Pemberitaan mengenai kasus tersebut cepat naik ke permukaan lantaran sang pelaku merupakan anak dari sejumlah public figure.
Perlu menjadi catatan bahwa artikel ini tidak sedang mencoba menyudutkan institusi tertentu ataupun peserta didik yang menjadi pelaku.
Melainkan artikel ini mencoba memberikan perspektif mengenai hal yang bisa dilakukan oleh guru sebagai pendidik untuk mengantisipasi tindakan serupa yang dilakukan oleh peserta didik yang mereka ajar.
Bullying merupakan masalah serius yang kasusnya tidak pernah surut di tanah air. Berdasarkan data yang dipublikasikan oleh Data Books Katadata kasus bullying yang terjadi di Sekolah sepanjang tahun 2023 lalu, yaitu sebanyak 30 kasus.
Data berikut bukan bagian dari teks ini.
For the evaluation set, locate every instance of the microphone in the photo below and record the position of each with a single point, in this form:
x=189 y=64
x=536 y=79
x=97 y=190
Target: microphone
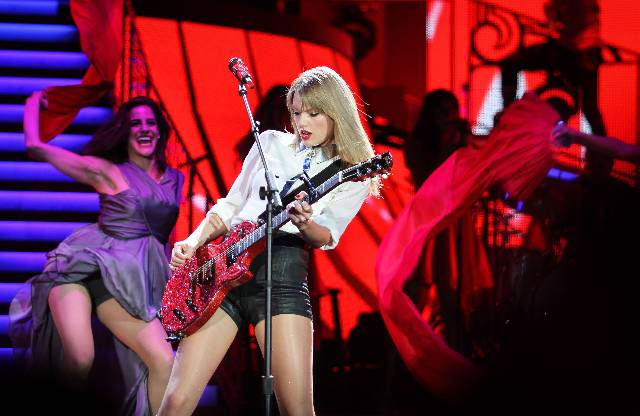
x=241 y=72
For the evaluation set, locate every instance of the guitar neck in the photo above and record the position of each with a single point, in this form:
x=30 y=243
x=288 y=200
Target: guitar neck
x=280 y=219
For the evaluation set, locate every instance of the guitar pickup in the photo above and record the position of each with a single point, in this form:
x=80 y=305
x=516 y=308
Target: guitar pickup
x=191 y=306
x=179 y=315
x=174 y=337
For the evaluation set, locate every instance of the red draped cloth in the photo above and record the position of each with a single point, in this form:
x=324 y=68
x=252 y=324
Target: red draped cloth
x=516 y=157
x=99 y=23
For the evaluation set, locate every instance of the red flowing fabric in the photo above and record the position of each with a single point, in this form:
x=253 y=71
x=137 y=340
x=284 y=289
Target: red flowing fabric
x=516 y=157
x=99 y=23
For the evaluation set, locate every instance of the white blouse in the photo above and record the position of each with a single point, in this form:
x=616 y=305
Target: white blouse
x=334 y=210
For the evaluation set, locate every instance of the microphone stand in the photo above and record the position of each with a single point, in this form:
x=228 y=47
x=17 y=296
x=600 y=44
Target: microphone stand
x=272 y=195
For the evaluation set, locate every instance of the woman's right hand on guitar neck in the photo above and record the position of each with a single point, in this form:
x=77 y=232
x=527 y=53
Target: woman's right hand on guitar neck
x=181 y=252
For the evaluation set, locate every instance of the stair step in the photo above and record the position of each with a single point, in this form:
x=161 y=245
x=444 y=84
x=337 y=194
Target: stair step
x=31 y=171
x=8 y=291
x=24 y=86
x=38 y=33
x=37 y=230
x=14 y=142
x=41 y=60
x=13 y=113
x=6 y=357
x=23 y=262
x=49 y=201
x=4 y=324
x=47 y=8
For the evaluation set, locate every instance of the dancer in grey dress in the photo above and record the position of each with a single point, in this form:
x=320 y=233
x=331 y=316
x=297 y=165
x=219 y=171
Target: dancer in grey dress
x=117 y=267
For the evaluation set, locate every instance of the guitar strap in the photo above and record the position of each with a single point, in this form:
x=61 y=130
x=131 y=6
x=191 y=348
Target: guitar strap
x=322 y=176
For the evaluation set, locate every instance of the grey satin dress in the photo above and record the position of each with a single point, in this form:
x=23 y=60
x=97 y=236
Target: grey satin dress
x=128 y=248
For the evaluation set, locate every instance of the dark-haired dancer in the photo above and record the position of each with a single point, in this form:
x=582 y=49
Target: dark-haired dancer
x=118 y=266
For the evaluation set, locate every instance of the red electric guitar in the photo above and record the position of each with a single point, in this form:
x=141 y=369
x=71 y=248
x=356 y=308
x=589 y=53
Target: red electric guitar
x=196 y=289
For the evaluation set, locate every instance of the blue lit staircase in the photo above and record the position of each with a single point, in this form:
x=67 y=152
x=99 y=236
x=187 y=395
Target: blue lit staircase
x=39 y=206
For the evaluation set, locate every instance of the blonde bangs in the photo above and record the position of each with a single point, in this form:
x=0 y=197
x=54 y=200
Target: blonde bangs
x=322 y=89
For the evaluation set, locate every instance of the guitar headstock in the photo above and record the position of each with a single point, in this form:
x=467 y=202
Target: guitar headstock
x=377 y=165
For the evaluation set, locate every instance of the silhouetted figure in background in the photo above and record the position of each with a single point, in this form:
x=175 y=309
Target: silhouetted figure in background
x=571 y=59
x=438 y=132
x=272 y=114
x=568 y=338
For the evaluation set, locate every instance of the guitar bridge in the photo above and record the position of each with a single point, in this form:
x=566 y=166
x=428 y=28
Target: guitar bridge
x=179 y=315
x=174 y=336
x=191 y=305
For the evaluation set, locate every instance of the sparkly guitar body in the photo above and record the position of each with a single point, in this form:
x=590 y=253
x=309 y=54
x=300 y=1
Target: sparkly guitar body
x=197 y=288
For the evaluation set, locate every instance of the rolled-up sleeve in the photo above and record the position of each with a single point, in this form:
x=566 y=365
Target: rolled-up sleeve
x=342 y=205
x=228 y=207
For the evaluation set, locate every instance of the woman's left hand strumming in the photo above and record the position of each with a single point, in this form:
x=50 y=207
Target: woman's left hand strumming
x=300 y=211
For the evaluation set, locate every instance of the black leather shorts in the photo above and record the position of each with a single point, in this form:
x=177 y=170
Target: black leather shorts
x=289 y=289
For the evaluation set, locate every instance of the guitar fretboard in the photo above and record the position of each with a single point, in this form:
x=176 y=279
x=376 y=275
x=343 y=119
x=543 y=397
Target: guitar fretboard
x=278 y=220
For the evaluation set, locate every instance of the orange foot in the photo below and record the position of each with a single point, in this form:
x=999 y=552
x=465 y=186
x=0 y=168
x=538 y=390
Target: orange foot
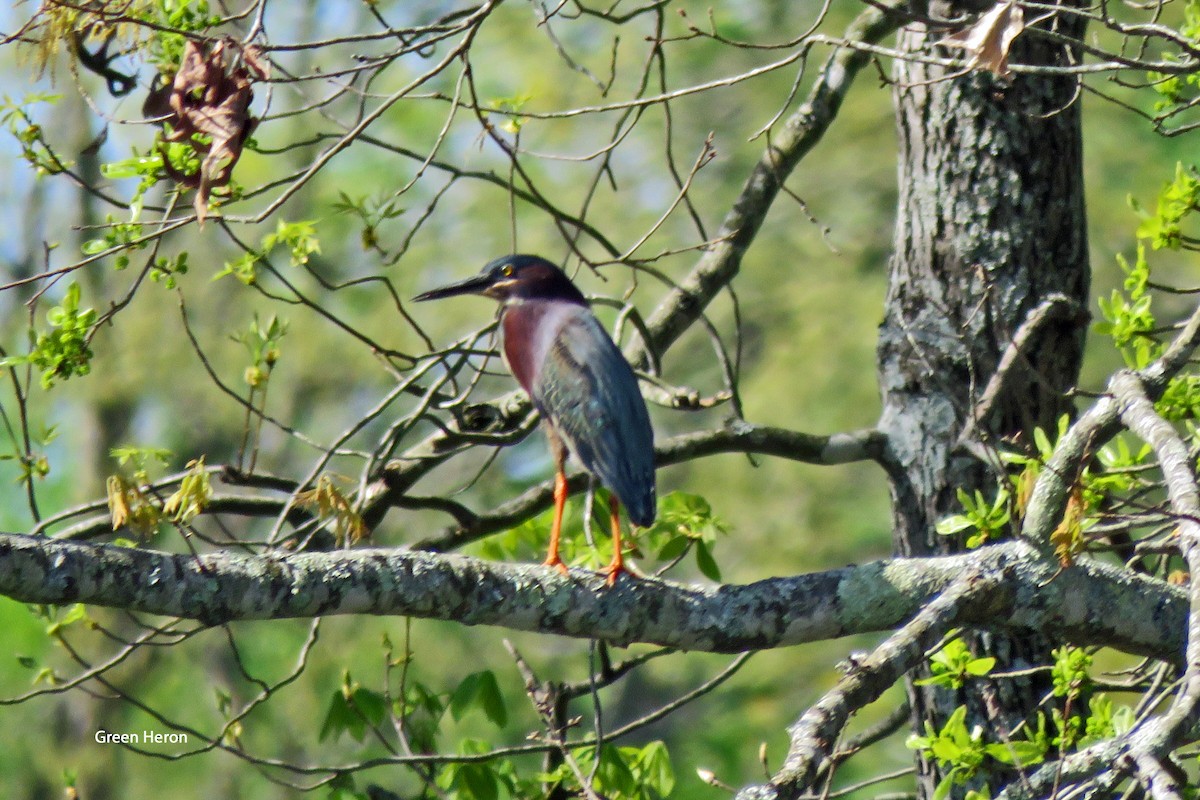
x=557 y=563
x=613 y=571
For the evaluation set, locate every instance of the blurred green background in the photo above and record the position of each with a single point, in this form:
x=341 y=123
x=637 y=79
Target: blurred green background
x=810 y=295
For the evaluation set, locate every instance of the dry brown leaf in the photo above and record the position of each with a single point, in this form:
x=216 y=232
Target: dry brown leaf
x=989 y=38
x=210 y=95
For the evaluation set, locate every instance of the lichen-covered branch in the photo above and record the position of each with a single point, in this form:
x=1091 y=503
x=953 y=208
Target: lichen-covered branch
x=816 y=732
x=1087 y=603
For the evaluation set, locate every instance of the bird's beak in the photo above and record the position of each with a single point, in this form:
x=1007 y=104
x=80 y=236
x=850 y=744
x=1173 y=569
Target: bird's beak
x=474 y=284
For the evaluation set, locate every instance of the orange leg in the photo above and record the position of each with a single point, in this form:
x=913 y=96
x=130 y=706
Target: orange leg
x=556 y=528
x=618 y=559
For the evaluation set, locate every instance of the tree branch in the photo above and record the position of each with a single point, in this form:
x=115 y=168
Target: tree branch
x=720 y=264
x=816 y=733
x=1087 y=603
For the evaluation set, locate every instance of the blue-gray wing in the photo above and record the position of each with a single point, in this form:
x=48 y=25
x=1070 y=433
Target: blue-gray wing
x=589 y=394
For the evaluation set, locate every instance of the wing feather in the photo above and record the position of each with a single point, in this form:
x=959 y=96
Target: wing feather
x=589 y=394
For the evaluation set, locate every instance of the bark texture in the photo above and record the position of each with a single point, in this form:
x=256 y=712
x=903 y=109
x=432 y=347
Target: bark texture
x=990 y=234
x=1090 y=603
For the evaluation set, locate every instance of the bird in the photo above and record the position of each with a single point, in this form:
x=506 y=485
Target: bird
x=579 y=382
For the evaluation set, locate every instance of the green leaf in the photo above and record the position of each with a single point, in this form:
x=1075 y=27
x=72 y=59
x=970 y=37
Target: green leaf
x=673 y=548
x=341 y=719
x=479 y=690
x=706 y=564
x=981 y=667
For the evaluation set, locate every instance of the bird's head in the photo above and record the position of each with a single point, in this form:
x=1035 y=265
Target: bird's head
x=514 y=278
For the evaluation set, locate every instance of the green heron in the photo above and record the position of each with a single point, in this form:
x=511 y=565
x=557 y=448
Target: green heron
x=579 y=382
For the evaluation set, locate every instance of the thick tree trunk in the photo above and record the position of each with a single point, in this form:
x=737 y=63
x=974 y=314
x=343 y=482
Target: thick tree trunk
x=990 y=235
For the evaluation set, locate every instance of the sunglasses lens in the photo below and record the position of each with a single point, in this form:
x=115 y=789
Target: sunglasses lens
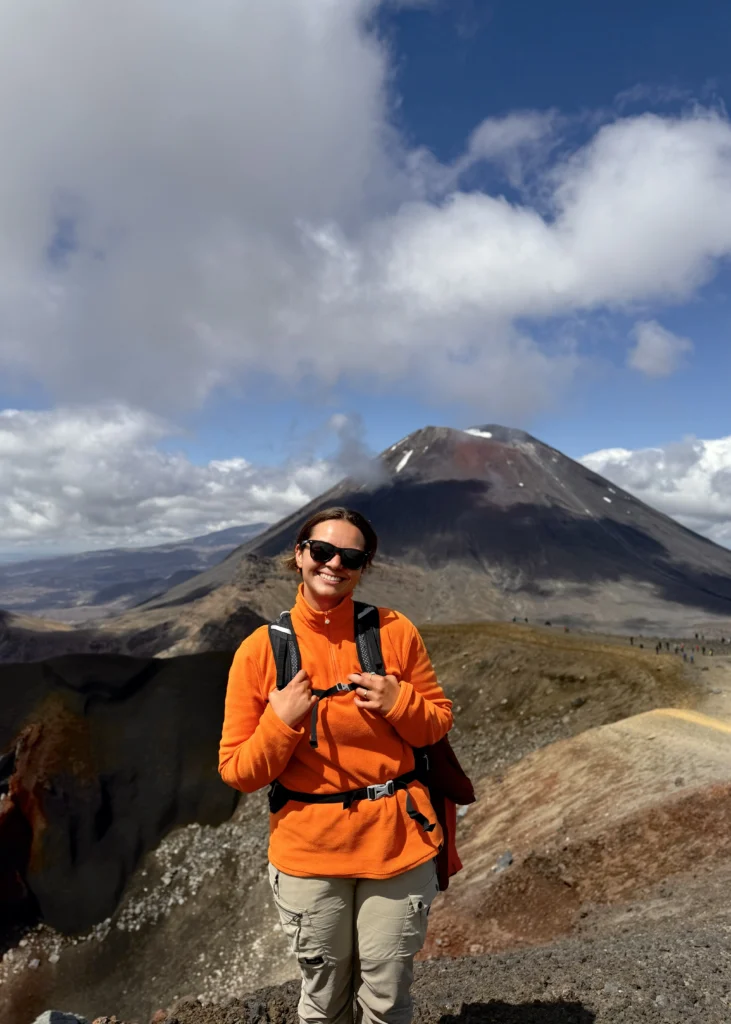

Sebanyak 80% kasus tersebut terjadi di sekolah yang dinaungi oleh Kementerian Pendidikan, Kebudayaan, Riset dan Teknologi, dan 20% lainnya terjadi di sekolah yang dinaungi oleh Kementerian Agama.
Selain itu, jumlah kasus bullying itu mengalami peningkatan dari periode sebelumnya (2022) yang mencatatkan angka, yaitu sebanyak 21 kasus.
Perilaku bullying yang terjadi di sekolah dapat mengganggu ketenangan peserta didik dalam belajar. Oleh sebab itu, perlu ada upaya yang dilakukan guru untuk menciptakan suasana belajar yang aman, inklusif dan jauh dari perilaku bullying di sekolah.
1. Menanamkan Rasa Empati Pada Peserta Didik
Sebagai seorang pendidik yang berhubungan langsung dengan peserta didik di sekolah, guru perlu menamkan rasa empati.
Rasa empati perlu ditonjolkan agar peserta didik memahami bahwa setiap orang memiliki perasaan sehingga penting bagi mereka untik menjaga tutur kata, tindakan, dan perilaku agresif karena bisa saja melukai perasaan teman sebaya.